Today I went for a dress I haven’t worn for ages. It’s
one I bought from Jane Norman about a year ago. Made from lovely fine wool, it’s
mid grey, very slim fitting with a split over my left leg. I had it shortened
to just above knee length and the split lengthened a little (it now comes about
half way up my thigh) when I bought it. It looks a bit like it’s a high waisted
skirt worn with a black shirt, but it is actually a dress.

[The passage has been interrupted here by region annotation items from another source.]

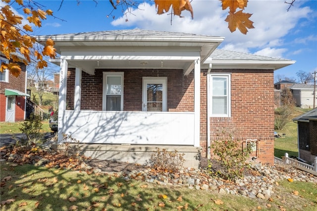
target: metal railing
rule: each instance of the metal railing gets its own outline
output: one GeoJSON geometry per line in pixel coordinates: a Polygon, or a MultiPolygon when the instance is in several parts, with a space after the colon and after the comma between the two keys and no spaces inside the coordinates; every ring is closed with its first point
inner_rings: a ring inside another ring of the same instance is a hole
{"type": "Polygon", "coordinates": [[[313,173],[315,175],[317,175],[317,157],[315,158],[313,165],[310,165],[307,163],[305,163],[305,162],[301,162],[300,161],[289,158],[288,154],[286,153],[282,159],[274,157],[274,163],[285,165],[294,165],[298,168],[313,173]]]}

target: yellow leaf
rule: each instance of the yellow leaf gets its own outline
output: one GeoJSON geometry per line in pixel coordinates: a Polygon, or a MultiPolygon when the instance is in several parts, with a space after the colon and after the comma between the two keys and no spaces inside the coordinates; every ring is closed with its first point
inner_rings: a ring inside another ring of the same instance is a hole
{"type": "Polygon", "coordinates": [[[182,197],[182,196],[179,196],[176,200],[179,202],[182,202],[183,201],[183,197],[182,197]]]}
{"type": "Polygon", "coordinates": [[[222,2],[222,10],[230,8],[230,11],[234,13],[238,8],[244,9],[247,7],[248,0],[221,0],[222,2]]]}
{"type": "Polygon", "coordinates": [[[293,179],[291,178],[289,178],[288,179],[287,179],[287,180],[289,182],[293,182],[293,179]]]}
{"type": "Polygon", "coordinates": [[[28,15],[31,14],[31,10],[28,8],[24,8],[23,11],[25,14],[27,14],[28,15]]]}
{"type": "Polygon", "coordinates": [[[15,0],[15,1],[19,4],[19,5],[23,5],[23,0],[15,0]]]}
{"type": "Polygon", "coordinates": [[[54,43],[54,41],[53,41],[53,40],[49,38],[46,40],[46,44],[47,46],[53,46],[55,45],[55,43],[54,43]]]}
{"type": "Polygon", "coordinates": [[[213,202],[214,202],[214,204],[218,205],[223,205],[224,204],[224,203],[222,202],[221,200],[220,200],[220,199],[213,200],[213,202]]]}
{"type": "Polygon", "coordinates": [[[163,202],[160,202],[158,203],[158,207],[160,207],[161,208],[165,207],[165,204],[163,202]]]}
{"type": "Polygon", "coordinates": [[[38,14],[42,19],[46,19],[46,12],[41,9],[38,9],[38,14]]]}
{"type": "Polygon", "coordinates": [[[68,208],[68,210],[75,211],[77,209],[77,208],[78,208],[77,206],[76,206],[76,205],[73,205],[72,206],[69,207],[69,208],[68,208]]]}
{"type": "Polygon", "coordinates": [[[27,202],[21,202],[21,203],[19,204],[19,207],[23,207],[23,206],[25,206],[26,205],[28,205],[28,203],[27,202]]]}
{"type": "Polygon", "coordinates": [[[48,9],[47,10],[46,10],[46,13],[49,15],[53,15],[53,11],[51,9],[48,9]]]}
{"type": "Polygon", "coordinates": [[[155,0],[155,2],[158,14],[168,12],[172,6],[175,15],[181,17],[181,11],[186,10],[190,12],[192,18],[194,18],[194,11],[189,0],[155,0]]]}
{"type": "Polygon", "coordinates": [[[254,28],[253,22],[249,19],[252,14],[245,13],[242,11],[241,10],[234,13],[229,12],[229,15],[225,21],[228,22],[228,28],[230,32],[233,32],[237,28],[242,34],[245,35],[248,32],[247,28],[254,28]]]}
{"type": "Polygon", "coordinates": [[[75,202],[77,200],[77,199],[76,198],[72,196],[68,199],[68,200],[69,200],[70,202],[75,202]]]}
{"type": "Polygon", "coordinates": [[[29,32],[33,32],[33,30],[32,29],[32,27],[28,24],[25,24],[23,26],[23,29],[26,31],[28,31],[29,32]]]}
{"type": "Polygon", "coordinates": [[[1,202],[1,204],[2,205],[4,205],[5,204],[8,205],[9,204],[11,203],[11,202],[13,202],[15,201],[15,200],[14,199],[10,199],[5,201],[2,201],[2,202],[1,202]]]}

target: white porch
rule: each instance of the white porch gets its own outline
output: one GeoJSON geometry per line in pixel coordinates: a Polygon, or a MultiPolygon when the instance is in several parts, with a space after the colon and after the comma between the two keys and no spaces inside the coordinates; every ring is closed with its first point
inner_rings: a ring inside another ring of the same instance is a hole
{"type": "Polygon", "coordinates": [[[66,110],[62,118],[62,133],[82,143],[195,145],[193,112],[66,110]]]}

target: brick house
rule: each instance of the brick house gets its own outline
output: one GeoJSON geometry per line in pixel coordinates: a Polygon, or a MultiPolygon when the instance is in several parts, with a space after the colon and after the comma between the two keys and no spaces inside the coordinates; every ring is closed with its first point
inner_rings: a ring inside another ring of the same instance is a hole
{"type": "Polygon", "coordinates": [[[58,141],[144,163],[156,147],[199,156],[224,128],[273,162],[273,71],[294,61],[216,49],[220,37],[140,29],[43,36],[60,59],[58,141]]]}
{"type": "Polygon", "coordinates": [[[317,157],[317,108],[293,120],[297,122],[298,157],[313,163],[317,157]]]}
{"type": "MultiPolygon", "coordinates": [[[[1,62],[8,63],[0,56],[1,62]]],[[[26,72],[25,65],[20,63],[22,71],[18,77],[7,70],[0,72],[0,122],[23,121],[26,118],[26,72]]]]}

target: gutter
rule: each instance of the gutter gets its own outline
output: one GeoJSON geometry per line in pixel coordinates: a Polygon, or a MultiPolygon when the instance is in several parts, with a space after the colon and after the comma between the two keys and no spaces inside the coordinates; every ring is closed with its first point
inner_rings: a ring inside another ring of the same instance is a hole
{"type": "Polygon", "coordinates": [[[210,109],[209,109],[209,104],[208,102],[208,96],[209,96],[209,83],[210,83],[209,81],[209,74],[210,73],[210,71],[211,70],[211,68],[212,67],[212,64],[209,64],[209,68],[208,68],[208,71],[207,71],[207,158],[208,159],[210,159],[211,155],[210,155],[210,117],[209,116],[210,113],[210,109]]]}

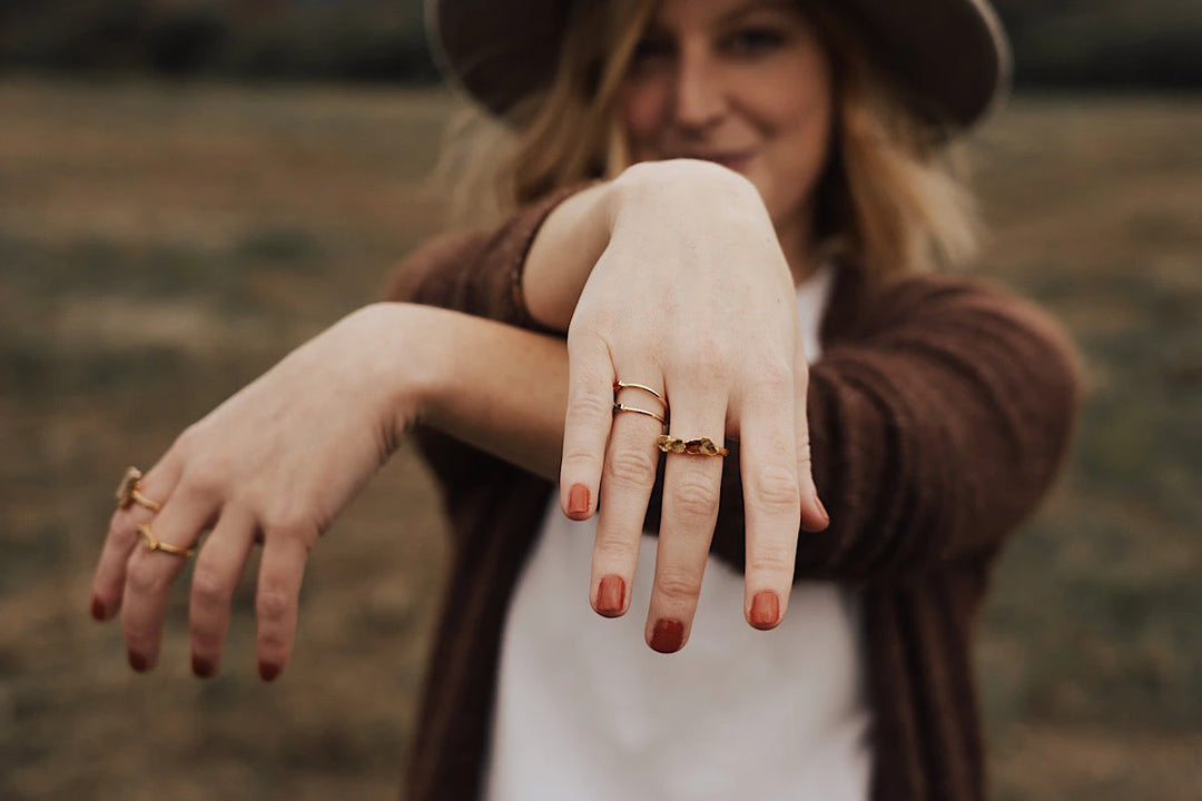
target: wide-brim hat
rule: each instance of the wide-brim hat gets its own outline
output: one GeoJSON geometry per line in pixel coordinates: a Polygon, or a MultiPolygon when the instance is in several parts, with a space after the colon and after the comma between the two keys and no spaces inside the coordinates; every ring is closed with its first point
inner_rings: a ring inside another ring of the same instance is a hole
{"type": "MultiPolygon", "coordinates": [[[[426,0],[444,74],[490,113],[547,85],[571,0],[426,0]]],[[[840,0],[918,116],[954,132],[1005,96],[1010,46],[986,0],[840,0]]]]}

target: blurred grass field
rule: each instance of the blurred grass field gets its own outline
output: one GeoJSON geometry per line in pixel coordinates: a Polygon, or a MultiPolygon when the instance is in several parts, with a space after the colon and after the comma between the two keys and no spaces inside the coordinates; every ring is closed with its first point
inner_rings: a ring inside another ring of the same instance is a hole
{"type": "MultiPolygon", "coordinates": [[[[0,82],[0,797],[395,797],[446,549],[403,450],[314,552],[284,679],[87,616],[126,465],[371,300],[439,226],[436,91],[0,82]]],[[[975,268],[1070,328],[1070,470],[982,621],[1000,801],[1202,797],[1202,97],[1019,97],[975,268]]],[[[298,432],[298,436],[302,434],[298,432]]],[[[252,568],[254,569],[254,566],[252,568]]],[[[583,592],[583,591],[582,591],[583,592]]]]}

Although in the past I’ve mostly worn tights with this dress I
have worn it without knickers a couple of times but I’ve never worn it to work without
a bra. Once I had it on I could see why.
Even with all the buttons fastened the ‘shirt’ part of it
is quite low and it is difficult to go braless with it because I have to make
sure I stay aware that if I bend over, lean forward slightly, or someone stands
to the side they can easily see more that I’m happy showing in work. As I go
without a bra so often it’s very easy for me to forget and it could cause unnecessary
embarrassment to colleagues and that’s not what I want.
But today I was determined to go to work without any underwear and I really wanted to be completely naked under my dress so my bra stayed in the draw.

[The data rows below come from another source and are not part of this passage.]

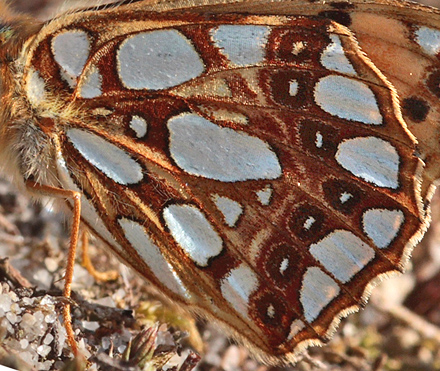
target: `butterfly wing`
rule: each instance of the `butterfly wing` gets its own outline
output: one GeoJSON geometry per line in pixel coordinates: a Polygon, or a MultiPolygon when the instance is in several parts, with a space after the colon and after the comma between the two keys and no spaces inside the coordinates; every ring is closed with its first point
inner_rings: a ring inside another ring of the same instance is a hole
{"type": "Polygon", "coordinates": [[[291,361],[402,269],[427,222],[422,163],[348,28],[217,8],[61,18],[26,83],[83,221],[167,297],[291,361]]]}

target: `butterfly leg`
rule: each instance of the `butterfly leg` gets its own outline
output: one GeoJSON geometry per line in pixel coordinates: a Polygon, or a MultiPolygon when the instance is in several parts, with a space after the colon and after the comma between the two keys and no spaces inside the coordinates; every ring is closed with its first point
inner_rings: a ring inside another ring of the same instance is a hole
{"type": "Polygon", "coordinates": [[[107,281],[115,281],[119,274],[115,270],[109,270],[106,272],[99,272],[93,266],[92,261],[90,260],[89,255],[89,232],[87,230],[83,230],[81,232],[81,247],[82,247],[82,266],[87,269],[93,278],[97,281],[107,282],[107,281]]]}
{"type": "MultiPolygon", "coordinates": [[[[50,196],[56,198],[70,199],[73,201],[73,218],[70,233],[69,254],[67,257],[66,274],[64,276],[64,297],[70,299],[72,293],[73,268],[75,265],[76,247],[78,245],[79,226],[81,221],[81,194],[76,191],[60,189],[26,181],[28,190],[37,195],[50,196]]],[[[67,302],[63,308],[64,327],[67,332],[67,340],[75,357],[79,356],[78,344],[75,340],[75,334],[72,327],[72,317],[70,315],[70,303],[67,302]]]]}

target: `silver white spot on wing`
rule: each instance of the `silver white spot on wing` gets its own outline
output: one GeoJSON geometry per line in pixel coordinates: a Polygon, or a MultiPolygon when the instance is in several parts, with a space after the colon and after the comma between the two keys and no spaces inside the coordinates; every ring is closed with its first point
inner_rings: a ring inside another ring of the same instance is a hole
{"type": "Polygon", "coordinates": [[[231,270],[220,281],[223,297],[242,315],[248,317],[249,297],[258,288],[258,277],[247,265],[231,270]]]}
{"type": "Polygon", "coordinates": [[[89,36],[82,30],[62,32],[52,40],[52,53],[69,77],[79,77],[90,54],[89,36]]]}
{"type": "Polygon", "coordinates": [[[379,187],[397,189],[400,158],[387,141],[376,137],[343,140],[336,161],[353,175],[379,187]]]}
{"type": "Polygon", "coordinates": [[[229,227],[233,227],[240,215],[243,213],[243,206],[237,201],[219,195],[213,196],[213,201],[225,218],[225,222],[229,227]]]}
{"type": "Polygon", "coordinates": [[[215,125],[193,113],[168,121],[170,152],[192,175],[223,182],[276,179],[281,165],[272,148],[259,138],[215,125]]]}
{"type": "Polygon", "coordinates": [[[82,98],[92,99],[102,94],[102,76],[96,66],[86,69],[78,88],[79,95],[82,98]]]}
{"type": "Polygon", "coordinates": [[[280,273],[283,276],[284,272],[289,268],[289,259],[284,258],[283,261],[280,264],[280,273]]]}
{"type": "Polygon", "coordinates": [[[116,183],[136,184],[143,179],[142,167],[114,144],[85,130],[68,129],[66,134],[88,162],[116,183]]]}
{"type": "Polygon", "coordinates": [[[38,71],[33,68],[26,77],[27,98],[33,107],[38,107],[46,99],[46,84],[38,71]]]}
{"type": "Polygon", "coordinates": [[[267,316],[269,318],[274,318],[275,317],[275,308],[272,304],[269,304],[269,306],[267,307],[267,316]]]}
{"type": "Polygon", "coordinates": [[[223,241],[205,215],[192,205],[170,205],[163,217],[174,240],[199,266],[219,255],[223,241]]]}
{"type": "Polygon", "coordinates": [[[290,80],[289,81],[289,95],[294,97],[298,94],[298,81],[290,80]]]}
{"type": "Polygon", "coordinates": [[[401,210],[370,209],[362,216],[365,234],[379,249],[389,246],[405,221],[401,210]]]}
{"type": "Polygon", "coordinates": [[[434,28],[421,26],[416,32],[416,42],[423,51],[429,55],[437,55],[440,52],[440,31],[434,28]]]}
{"type": "Polygon", "coordinates": [[[200,76],[205,69],[191,41],[177,30],[127,37],[117,62],[121,82],[129,89],[167,89],[200,76]]]}
{"type": "Polygon", "coordinates": [[[323,145],[323,137],[322,137],[322,134],[319,132],[319,131],[317,131],[316,132],[316,137],[315,137],[316,139],[315,139],[315,146],[316,146],[316,148],[321,148],[322,147],[322,145],[323,145]]]}
{"type": "Polygon", "coordinates": [[[315,85],[315,102],[333,116],[382,125],[376,97],[365,83],[358,80],[339,75],[323,77],[315,85]]]}
{"type": "Polygon", "coordinates": [[[125,238],[137,251],[144,263],[148,265],[157,279],[174,293],[190,299],[191,295],[183,285],[176,271],[163,257],[160,248],[153,243],[144,227],[132,220],[123,218],[118,220],[124,231],[125,238]]]}
{"type": "Polygon", "coordinates": [[[300,301],[307,322],[313,322],[321,311],[339,295],[338,284],[318,267],[304,273],[300,301]]]}
{"type": "Polygon", "coordinates": [[[325,48],[321,55],[321,64],[328,70],[356,75],[356,71],[345,55],[341,38],[338,35],[330,34],[331,43],[325,48]]]}
{"type": "Polygon", "coordinates": [[[339,281],[348,282],[374,256],[374,250],[353,233],[335,230],[310,245],[310,253],[339,281]]]}
{"type": "Polygon", "coordinates": [[[236,66],[262,63],[270,28],[259,25],[221,25],[211,31],[214,44],[236,66]]]}
{"type": "Polygon", "coordinates": [[[258,200],[261,202],[263,206],[267,206],[270,204],[270,199],[272,198],[272,187],[267,185],[263,189],[257,191],[258,200]]]}
{"type": "Polygon", "coordinates": [[[147,134],[147,121],[143,117],[133,115],[130,120],[130,128],[134,130],[137,138],[142,138],[147,134]]]}

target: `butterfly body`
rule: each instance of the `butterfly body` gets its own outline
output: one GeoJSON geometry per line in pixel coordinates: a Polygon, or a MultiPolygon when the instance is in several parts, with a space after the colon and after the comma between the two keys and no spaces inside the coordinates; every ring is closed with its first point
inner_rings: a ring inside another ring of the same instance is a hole
{"type": "Polygon", "coordinates": [[[165,297],[295,361],[403,269],[429,221],[426,13],[138,1],[11,25],[3,157],[21,184],[80,192],[82,222],[165,297]]]}

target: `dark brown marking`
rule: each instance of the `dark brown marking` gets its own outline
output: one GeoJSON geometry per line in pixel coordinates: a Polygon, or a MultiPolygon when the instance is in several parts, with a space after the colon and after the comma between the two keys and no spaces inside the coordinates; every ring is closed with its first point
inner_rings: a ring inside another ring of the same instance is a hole
{"type": "Polygon", "coordinates": [[[429,75],[426,85],[432,94],[440,98],[440,70],[435,70],[429,75]]]}
{"type": "Polygon", "coordinates": [[[403,114],[408,116],[414,122],[426,120],[429,113],[429,104],[422,98],[405,98],[402,102],[403,114]]]}
{"type": "Polygon", "coordinates": [[[320,17],[329,18],[343,26],[350,27],[351,26],[351,17],[347,12],[343,12],[340,10],[326,10],[324,12],[319,13],[320,17]]]}
{"type": "Polygon", "coordinates": [[[334,3],[330,3],[330,6],[335,9],[339,10],[347,10],[347,9],[354,9],[355,5],[352,3],[349,3],[348,1],[335,1],[334,3]]]}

From when I first put the dress on I left all the buttons
on the top of the dress undone, which I think looked fabulous and if I was on a
night out I’d defiantly leave them open all the time, however I was always
going to fasten them while I was in the office. I did leave them undone for the
drive to work and the walk from the car park and I spent the time fantasising whether
I’d have the courage to undo them at lunchtime when I was planning to have a
little wander around the shops.
With the top of the dress providing no support for my
boobs I could feeling the bouncing and jiggling nicely and with lower part of
the dress being so fitted I could feel the fabric all over my body and with the
chilly air circulating through the split and around the top of my thighs I was
very aware the I was naked under the dress and I felt very daring and quite
wonderful. During the time walking to the office I decided that I wouldn’t
fasten the top until I got to my desk.
There was just a few people in the office when I go there
and I had to resist checking my top as I walked in to the open plan room as I
was worried I’d chicken out if I did. As it is I made it through the room and
have to say that the feeling of excitement was fantastic and well worth the
effort of plucking up the courage to do it. I didn’t look at anyone to see if
they were looking at me but I’m hoping at least someone will have seen me.